Second, the statesman or helmsman must know not only how to read the seas but also how to set a direction for us. Where do we want to go? We need our North Star. Here we need principles. Here is where Trump falls farthest short. He has no principles other than protection of his tribe, his family, people who look like his family and fans who at some level yearn to have or be part of his life.
We know he has no principles because of something that he said in his foreign policy speech last week. It was extremely odd. Here is the passage:
“I will work with our allies to reinvigorate Western values and institutions. Instead of trying to spread universal values that not everybody shares or wants, we should understand that strengthening and promoting Western civilization and its accomplishments will do more to inspire positive reforms around the world than military interventions.”

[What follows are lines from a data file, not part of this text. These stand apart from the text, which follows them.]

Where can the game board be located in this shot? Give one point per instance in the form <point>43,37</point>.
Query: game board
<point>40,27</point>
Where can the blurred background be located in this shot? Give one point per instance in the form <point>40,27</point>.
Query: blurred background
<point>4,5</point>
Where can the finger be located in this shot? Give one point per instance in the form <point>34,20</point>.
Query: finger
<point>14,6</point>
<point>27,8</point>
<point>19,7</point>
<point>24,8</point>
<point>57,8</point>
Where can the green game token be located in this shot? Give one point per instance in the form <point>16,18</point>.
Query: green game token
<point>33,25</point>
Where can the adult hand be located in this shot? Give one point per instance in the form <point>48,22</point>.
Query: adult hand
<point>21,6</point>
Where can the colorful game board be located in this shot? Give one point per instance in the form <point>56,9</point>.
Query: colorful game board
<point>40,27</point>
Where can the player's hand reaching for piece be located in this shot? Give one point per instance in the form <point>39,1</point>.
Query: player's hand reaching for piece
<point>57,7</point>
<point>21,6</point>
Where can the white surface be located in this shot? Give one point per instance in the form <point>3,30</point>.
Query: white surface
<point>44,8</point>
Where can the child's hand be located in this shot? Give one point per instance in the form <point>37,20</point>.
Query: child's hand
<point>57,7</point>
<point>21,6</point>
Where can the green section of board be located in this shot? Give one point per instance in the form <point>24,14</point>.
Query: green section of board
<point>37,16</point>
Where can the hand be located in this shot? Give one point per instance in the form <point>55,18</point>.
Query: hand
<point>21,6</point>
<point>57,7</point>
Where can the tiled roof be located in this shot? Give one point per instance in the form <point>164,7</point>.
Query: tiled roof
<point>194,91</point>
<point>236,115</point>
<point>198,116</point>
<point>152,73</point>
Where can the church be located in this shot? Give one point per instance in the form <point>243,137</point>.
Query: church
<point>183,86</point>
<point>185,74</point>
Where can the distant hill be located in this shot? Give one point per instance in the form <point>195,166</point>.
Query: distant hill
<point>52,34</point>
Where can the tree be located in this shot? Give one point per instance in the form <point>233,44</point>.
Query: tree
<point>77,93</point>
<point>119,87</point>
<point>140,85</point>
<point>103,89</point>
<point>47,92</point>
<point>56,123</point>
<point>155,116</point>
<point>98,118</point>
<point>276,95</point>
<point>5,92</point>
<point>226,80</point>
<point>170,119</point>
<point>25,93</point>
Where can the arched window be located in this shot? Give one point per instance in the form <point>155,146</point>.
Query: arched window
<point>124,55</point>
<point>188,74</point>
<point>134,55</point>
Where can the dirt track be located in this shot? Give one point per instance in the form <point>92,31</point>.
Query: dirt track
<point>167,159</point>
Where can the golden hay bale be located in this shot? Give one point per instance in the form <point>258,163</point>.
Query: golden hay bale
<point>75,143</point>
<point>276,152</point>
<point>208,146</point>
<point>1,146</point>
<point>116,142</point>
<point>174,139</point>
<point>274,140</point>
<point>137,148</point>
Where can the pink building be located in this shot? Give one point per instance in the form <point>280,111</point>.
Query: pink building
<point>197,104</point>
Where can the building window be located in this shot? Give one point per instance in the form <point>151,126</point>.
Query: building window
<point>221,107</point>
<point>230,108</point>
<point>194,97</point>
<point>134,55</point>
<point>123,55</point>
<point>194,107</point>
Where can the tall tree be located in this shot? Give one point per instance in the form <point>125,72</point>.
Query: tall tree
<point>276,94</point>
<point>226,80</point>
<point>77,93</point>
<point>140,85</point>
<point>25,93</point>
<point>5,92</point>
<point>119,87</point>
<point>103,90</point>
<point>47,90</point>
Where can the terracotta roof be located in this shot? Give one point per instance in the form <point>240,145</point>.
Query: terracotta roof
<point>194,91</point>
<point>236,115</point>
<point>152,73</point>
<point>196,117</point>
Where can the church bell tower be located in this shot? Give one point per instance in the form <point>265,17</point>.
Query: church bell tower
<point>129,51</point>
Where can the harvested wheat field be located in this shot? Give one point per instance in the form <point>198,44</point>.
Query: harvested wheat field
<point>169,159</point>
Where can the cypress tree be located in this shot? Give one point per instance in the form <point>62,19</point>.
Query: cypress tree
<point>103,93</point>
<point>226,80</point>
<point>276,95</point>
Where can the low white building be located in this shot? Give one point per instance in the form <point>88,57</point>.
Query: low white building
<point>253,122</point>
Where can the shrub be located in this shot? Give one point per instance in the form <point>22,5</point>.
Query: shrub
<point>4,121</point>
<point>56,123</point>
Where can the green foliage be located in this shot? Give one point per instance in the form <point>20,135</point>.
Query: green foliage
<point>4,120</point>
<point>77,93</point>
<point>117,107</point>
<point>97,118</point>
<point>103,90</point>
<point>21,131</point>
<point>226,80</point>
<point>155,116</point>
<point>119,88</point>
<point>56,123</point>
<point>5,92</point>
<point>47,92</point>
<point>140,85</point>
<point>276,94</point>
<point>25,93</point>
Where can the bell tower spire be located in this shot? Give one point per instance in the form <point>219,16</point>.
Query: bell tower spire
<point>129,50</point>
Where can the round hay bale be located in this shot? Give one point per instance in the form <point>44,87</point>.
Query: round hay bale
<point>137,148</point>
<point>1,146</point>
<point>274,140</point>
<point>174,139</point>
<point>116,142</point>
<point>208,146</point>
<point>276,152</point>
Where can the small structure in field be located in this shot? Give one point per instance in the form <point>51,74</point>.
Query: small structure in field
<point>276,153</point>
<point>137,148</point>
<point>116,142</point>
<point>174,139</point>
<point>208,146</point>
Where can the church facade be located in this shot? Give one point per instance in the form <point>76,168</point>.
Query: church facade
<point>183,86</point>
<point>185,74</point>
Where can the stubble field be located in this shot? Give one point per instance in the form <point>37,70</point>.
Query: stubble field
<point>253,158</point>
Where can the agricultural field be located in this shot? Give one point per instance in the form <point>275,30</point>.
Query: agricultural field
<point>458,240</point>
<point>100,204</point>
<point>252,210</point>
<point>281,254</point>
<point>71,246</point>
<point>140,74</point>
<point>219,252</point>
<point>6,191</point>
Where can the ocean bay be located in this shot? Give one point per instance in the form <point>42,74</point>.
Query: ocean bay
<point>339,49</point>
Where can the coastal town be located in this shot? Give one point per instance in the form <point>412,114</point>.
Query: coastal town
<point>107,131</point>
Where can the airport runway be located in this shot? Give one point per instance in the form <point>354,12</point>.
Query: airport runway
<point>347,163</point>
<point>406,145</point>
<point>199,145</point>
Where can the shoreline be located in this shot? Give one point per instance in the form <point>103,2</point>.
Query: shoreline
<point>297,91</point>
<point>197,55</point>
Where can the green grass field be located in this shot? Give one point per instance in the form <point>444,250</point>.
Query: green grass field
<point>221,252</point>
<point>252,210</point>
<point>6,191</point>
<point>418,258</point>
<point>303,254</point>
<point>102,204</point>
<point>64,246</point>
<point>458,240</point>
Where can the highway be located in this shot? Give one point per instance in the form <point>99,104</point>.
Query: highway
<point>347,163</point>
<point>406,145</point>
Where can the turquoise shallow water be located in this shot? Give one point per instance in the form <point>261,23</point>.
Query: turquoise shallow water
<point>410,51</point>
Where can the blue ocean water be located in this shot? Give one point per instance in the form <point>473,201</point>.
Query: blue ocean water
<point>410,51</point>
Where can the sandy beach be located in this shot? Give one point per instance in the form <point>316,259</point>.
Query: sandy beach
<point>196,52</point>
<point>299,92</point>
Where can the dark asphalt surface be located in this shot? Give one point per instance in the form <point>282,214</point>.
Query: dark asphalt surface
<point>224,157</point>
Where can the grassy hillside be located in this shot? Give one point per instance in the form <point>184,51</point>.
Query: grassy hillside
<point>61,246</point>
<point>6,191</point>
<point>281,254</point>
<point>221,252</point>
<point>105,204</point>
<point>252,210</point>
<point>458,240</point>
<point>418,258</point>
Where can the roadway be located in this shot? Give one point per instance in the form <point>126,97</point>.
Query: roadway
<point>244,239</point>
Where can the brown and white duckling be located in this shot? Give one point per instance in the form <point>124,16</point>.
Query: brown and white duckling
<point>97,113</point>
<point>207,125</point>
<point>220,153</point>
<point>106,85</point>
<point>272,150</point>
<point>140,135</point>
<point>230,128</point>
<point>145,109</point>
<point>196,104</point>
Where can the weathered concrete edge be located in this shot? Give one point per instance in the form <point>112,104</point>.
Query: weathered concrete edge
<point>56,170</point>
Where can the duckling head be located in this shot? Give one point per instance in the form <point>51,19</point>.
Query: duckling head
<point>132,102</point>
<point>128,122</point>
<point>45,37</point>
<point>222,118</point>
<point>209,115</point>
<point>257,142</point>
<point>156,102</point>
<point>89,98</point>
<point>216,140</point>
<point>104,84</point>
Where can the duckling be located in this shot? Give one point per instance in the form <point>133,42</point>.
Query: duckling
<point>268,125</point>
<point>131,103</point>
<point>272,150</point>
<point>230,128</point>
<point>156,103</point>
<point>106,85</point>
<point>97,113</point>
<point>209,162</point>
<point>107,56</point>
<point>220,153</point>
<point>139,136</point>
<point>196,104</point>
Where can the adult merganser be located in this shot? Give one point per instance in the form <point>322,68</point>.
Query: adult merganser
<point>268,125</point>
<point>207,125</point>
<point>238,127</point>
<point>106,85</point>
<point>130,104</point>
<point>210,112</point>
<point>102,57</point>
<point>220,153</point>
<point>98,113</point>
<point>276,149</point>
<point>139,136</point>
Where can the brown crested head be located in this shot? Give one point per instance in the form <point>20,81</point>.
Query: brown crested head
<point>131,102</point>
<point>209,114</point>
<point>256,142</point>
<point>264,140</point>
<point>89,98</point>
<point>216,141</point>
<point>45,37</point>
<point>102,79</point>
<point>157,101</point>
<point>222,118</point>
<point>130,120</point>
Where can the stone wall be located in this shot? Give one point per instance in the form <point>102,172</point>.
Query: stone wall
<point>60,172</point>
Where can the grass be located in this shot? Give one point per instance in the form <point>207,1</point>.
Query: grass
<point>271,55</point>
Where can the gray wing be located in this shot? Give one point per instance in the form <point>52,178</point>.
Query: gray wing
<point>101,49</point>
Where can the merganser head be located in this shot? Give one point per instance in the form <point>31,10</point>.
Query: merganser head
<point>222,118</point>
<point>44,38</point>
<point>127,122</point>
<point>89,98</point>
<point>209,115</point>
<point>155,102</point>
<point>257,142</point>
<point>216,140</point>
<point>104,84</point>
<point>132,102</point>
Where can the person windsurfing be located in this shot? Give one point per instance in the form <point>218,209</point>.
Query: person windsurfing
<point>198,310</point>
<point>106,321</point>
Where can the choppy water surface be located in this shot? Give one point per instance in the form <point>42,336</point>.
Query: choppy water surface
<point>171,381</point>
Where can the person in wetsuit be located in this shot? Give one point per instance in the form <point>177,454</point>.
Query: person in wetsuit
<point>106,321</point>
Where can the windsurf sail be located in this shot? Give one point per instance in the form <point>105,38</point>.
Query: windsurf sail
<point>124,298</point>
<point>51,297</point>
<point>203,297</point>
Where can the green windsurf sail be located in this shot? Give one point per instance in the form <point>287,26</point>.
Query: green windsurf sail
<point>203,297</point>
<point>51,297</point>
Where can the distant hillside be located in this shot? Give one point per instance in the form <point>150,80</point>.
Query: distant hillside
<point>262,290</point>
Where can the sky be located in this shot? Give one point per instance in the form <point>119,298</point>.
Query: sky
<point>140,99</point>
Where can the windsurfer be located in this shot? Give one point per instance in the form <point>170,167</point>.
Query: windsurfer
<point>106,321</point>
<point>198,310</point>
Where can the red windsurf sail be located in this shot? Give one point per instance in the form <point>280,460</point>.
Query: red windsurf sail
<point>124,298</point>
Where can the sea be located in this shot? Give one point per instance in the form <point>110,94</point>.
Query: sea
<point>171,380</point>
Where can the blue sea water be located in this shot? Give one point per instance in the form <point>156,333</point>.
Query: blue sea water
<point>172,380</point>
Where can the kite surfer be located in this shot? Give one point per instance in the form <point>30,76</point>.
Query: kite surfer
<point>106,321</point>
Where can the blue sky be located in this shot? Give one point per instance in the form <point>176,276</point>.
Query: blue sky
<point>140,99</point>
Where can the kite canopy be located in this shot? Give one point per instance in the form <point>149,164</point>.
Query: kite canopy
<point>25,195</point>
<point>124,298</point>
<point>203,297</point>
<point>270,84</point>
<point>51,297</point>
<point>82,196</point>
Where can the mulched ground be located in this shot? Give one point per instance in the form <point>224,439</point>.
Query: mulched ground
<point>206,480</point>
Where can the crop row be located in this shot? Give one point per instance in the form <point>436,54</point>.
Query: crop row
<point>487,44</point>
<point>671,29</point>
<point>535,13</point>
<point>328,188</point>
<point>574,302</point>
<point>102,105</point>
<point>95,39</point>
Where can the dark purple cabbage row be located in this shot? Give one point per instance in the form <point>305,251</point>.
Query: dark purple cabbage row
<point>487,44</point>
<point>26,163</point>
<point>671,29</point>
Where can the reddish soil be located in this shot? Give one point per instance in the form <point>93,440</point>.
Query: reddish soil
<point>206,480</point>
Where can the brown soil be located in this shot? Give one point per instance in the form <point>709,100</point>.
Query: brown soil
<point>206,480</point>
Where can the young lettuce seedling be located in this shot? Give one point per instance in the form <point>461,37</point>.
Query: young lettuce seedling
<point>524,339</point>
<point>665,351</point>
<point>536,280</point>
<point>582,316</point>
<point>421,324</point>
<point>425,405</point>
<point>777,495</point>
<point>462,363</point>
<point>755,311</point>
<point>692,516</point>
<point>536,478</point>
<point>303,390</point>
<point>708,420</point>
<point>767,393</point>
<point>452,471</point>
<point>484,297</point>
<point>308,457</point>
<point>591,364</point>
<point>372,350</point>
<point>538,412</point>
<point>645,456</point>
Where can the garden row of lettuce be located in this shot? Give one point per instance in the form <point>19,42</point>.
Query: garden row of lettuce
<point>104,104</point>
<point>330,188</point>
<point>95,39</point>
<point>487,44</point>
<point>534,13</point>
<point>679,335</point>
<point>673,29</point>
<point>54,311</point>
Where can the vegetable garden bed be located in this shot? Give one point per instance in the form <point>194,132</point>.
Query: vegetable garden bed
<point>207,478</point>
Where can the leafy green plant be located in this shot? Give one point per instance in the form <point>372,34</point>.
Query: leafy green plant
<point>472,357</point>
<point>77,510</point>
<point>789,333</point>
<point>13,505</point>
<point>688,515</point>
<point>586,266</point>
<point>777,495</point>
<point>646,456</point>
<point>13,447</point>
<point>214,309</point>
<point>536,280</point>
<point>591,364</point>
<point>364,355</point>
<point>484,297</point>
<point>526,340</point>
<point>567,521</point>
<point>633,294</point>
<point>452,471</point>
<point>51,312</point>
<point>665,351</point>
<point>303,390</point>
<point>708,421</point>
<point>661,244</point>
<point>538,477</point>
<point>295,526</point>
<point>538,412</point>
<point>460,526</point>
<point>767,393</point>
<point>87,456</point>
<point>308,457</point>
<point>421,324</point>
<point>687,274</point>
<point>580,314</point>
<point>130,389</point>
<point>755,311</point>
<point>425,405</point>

Here Trump contrasts Western values and universal values. This is bizarre in the extreme. The pride and glory of the Western tradition is the Enlightenment, also known as the Age of Reason, which brought us a belief in universal reason and the universal rights of human beings, and in these gave us the foundations of the democratic republics we now inhabit.
Or take the Western tradition all the way back to ancient Greece, if you want. Plato defended Truth, with a capital T, as a universal value. This is a value that Trump knoweth not.
Trump is trying to convince us that the Western tradition amounts to no more than a set of ethnic habits, and the habits of white ethnics, at that. Plato, Aristotle, Locke, Kant, Hume, Smith, Rousseau, Adams, Jefferson and Washington are rolling in their graves. All aspired to something much bigger than tribalism.
But I digress. My point is that statesmanship consists of joining accurate diagnoses of our circumstances to morally compelling accounts of where we should go. Trump currently earns a B-minus on the former and an F on the latter. Becoming presidential would require him to fix these two problems.
So, America, please get a grip. Please take on board the difference between cosmetology and statesmanship. I admire my hairdressers. Each and every one of mine is a good friend. And I believe that any hairdresser can also be a statesman. But the particular hairdresser we have in front of us on the national stage doesn’t have any but the shadowiest of ideas of what statesmanship requires.